Pythonで解く!エコモード搭載スマホのバッテリー残り時間を計算する方法
問題の概要
ここでは、「エコモード」を備えたスマートフォンを題材にしたプログラミング問題を考えてみましょう。このモードは、バッテリー残量が20%まで下がると自動的に有効になり、エコモード中は通常モードの2倍ゆっくりとバッテリーが消耗します。
家を出発した時点では、バッテリー残量はちょうど100%でした。そして、t分後には残りp%になっていたとします。このとき、スマートフォンの電源が完全に切れるまで、あと何分使用できるかを求めるのがこの問題です。
たとえば、入力が t = 75、p = 25 だった場合、出力は 45 となります。
解法のアプローチ
ポイントは、観測された残量 p が 20% 以上か未満かで状況が変わる点です。それぞれのケースに分けて考えます。
ケース1:p が 20% 以上の場合
この場合、観測期間中は一度もエコモードに切り替わっておらず、ずっと通常モードで動作していました。通常モードでの消耗率は、1分あたり (100 − p) / t % です。
残りのバッテリー p% を使い切るまでの時間は、まず20%まで通常モードで消耗し、そこから先はエコモード(消耗率が半分)で残り20%を消費すると考えると、次の式で表せます。
(p + 20) × t / (100 − p)
ケース2:p が 20% 未満の場合
この場合は、途中でエコモードに切り替わっています。通常モードの消耗率を r とすると、通常モードで80%(100%→20%)を消費した時間 80/r と、エコモードで (20 − p)% を消費した時間 2(20 − p)/r の合計が t 分になるため、r = (120 − 2p) / t と逆算できます。

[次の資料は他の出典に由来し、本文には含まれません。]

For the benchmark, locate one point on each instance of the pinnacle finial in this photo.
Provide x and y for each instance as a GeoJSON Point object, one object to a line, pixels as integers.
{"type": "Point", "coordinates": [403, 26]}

現在の残量 p% はエコモードの消耗率 r/2 で減っていくので、残り時間は次の式になります。
2 × p × t / (120 − 2 × p)
実装例
以上のロジックをPythonで実装すると、次のようになります。
class Solution:
def solve(self, t, p):
if p < 20:
return 2*p*t/(120-2*p)
return (p+20)*t/(100-p)
ob = Solution()
print(ob.solve(75, 25))
入力
75, 25
出力
45.0
まとめ
この問題のように、条件によって消耗レートが変わるケースでは、「これまでどのモードで動いていたか」を残量から見極めることが重要です。if文による条件分岐と、比例関係を使った単純な計算だけで答えを導けるため、アルゴリズム思考の良い練習問題と言えます。